Thursday, April 21, 2011
• Be interested in each other’s lives, even the mundane at times.
• Encourage and support each other; sometimes all it takes is listening, sometimes a gentle push.
• Share a common core of enjoyable activities, but maintain or develop your own interests.
• Learn to enjoy a new activity that is important to the other person, even if it’s one you might not have chosen yourself.
• Respect each other’s privacy, need for space, and time alone or with other friends.
• Never go to bed angry.
• Be frequently affectionate with each other—lots of hugging, kissing, hand holding, and snuggling that doesn’t always signal sex, but just genuine caring.
• Amuse, entertain, and playfully tease each other; find ways to make each other laugh. A lot.
• Take an interest in the other person’s opinions—about current events, books read, movies or plays watched. Challenge each other intellectually.
• Go on at least one “date” a week outside the house.
• Find time for each other every day (no multi-tasking!)
• Appreciate each other sincerely—do not take the other person for granted. Tell that person you love them regularly, remind them of their great qualities, compliment them.
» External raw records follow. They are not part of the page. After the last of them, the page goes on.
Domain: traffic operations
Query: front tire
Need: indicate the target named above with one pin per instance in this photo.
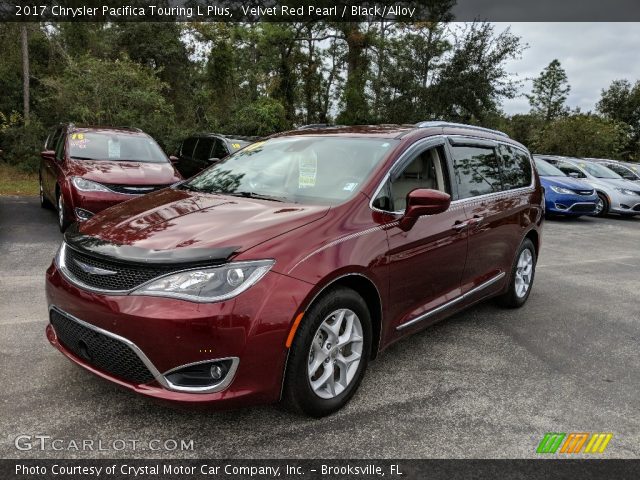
(522, 275)
(329, 354)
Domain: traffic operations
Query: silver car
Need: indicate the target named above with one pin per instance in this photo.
(616, 194)
(628, 171)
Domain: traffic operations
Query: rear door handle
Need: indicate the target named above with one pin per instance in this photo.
(460, 225)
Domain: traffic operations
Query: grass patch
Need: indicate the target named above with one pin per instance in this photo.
(16, 182)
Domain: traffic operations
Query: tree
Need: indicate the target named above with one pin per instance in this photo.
(550, 92)
(106, 92)
(582, 135)
(621, 102)
(25, 72)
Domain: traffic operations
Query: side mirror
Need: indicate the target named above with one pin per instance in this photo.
(423, 201)
(48, 155)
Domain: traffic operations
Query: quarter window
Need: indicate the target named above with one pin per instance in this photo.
(203, 149)
(188, 146)
(476, 171)
(516, 167)
(219, 150)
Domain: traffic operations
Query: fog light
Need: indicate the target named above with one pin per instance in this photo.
(216, 372)
(200, 375)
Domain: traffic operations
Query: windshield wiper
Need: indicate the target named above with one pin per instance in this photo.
(259, 196)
• Find a way to work out your financials—not necessariy merging everything into common accounts, especially if starting out later in life. Money should not become a target for argument.
• Discuss your hopes, dreams, and long term visions for your lives together—to keep yourselves on the same page as you get older.
• Figure out which battles are most worth fighting for and leave the rest alone.
• Give and take.
• Be honest, but not unkind.
Saturday, April 2, 2011
As the weather warms and green shoots poke through the ground, I know it will soon be time to reconsider the garden. Regardless of what I choose to do, the perenniels will reemerge—some in perfection; others, overtaking and crowding out their neighbors; yet others, spindly and dying. I can sit back and see what happens, or I can take charge and decide what will make this a pleasing space. It will take work; I will have to cut back last year’s tangles, mulch, weed, and deadhead.
I can be ruthless and rip out plants that no longer work for me or have lived their useful lifespan, either leaving the space bare or replacing them. At first, I can’t be certain about the new choices. They look pretty enough in the catalogue, but who knows how they will turn out. They, especially, will need nurturing to reach their potential and flourish on their own. It’s a risk. Maybe I shouldn’t have junked the known quantity so quickly—the plant I destroyed. Maybe it was salvagable if I’d treated it differently.
Of course, there are the annuals—they are colorful all summer and bring me joy, but with their shallow roots, they need even more attention if they are to persist even the length of the season. Still, it’s the mix I like, and that’s the price I pay.
My friends are like the plants in my garden. There are those I have known for years and can count on to continue to be there for me (as I will for them). Although I can neglect them for periods of time, I cannot take them for granted.
Other friendships will die a natural death. We no longer have anything meaningful to give each other.
Then there are those I struggle with. These friendships may still have some life, but can I reap from them what I sow? Will I end up resenting them rather than being grateful?
The annuals of friendship are often associated with specific settings and add a sense of fun and belonging, but they can’t be counted on in difficult times. I’ll enjoy these for what they are, not investing much and not expecting much either.
Finally, there are the new friendships—few and far between these days. I think carefully about these and what they will add to my already rich bounty. They will take time from my existing friendships before I know their promise.
As someone who evaluates the merit of programs for a living, I have four simple criteria for considering the worth of my friends in my life. I know there are other characteristics we might expect from long-term friends, but the following can be applied even to newish friends.
Emotional Honesty: Can we be truthful with each other? Are we “real?” That does not mean we share every secret, but it does mean we do not disguise who we are and that we can be comfortable in our skins around each other.
Appreciation/Acknowledgement: Do we say nice, but sincere things to each other? Do we acknowledge the importance of the friendship?
Responsiveness: Is there a give and take to our communications? Do we listen and react to the other person and not keep the show focused on ourselves? Do we take an interest in each others’ lives?
Enthusiasm: Are we excited to hear from or see each other?
I look forward to cultivating both of my gardens, and by the end of May, I hope to invite friends—both old and new—to bear witness to the results.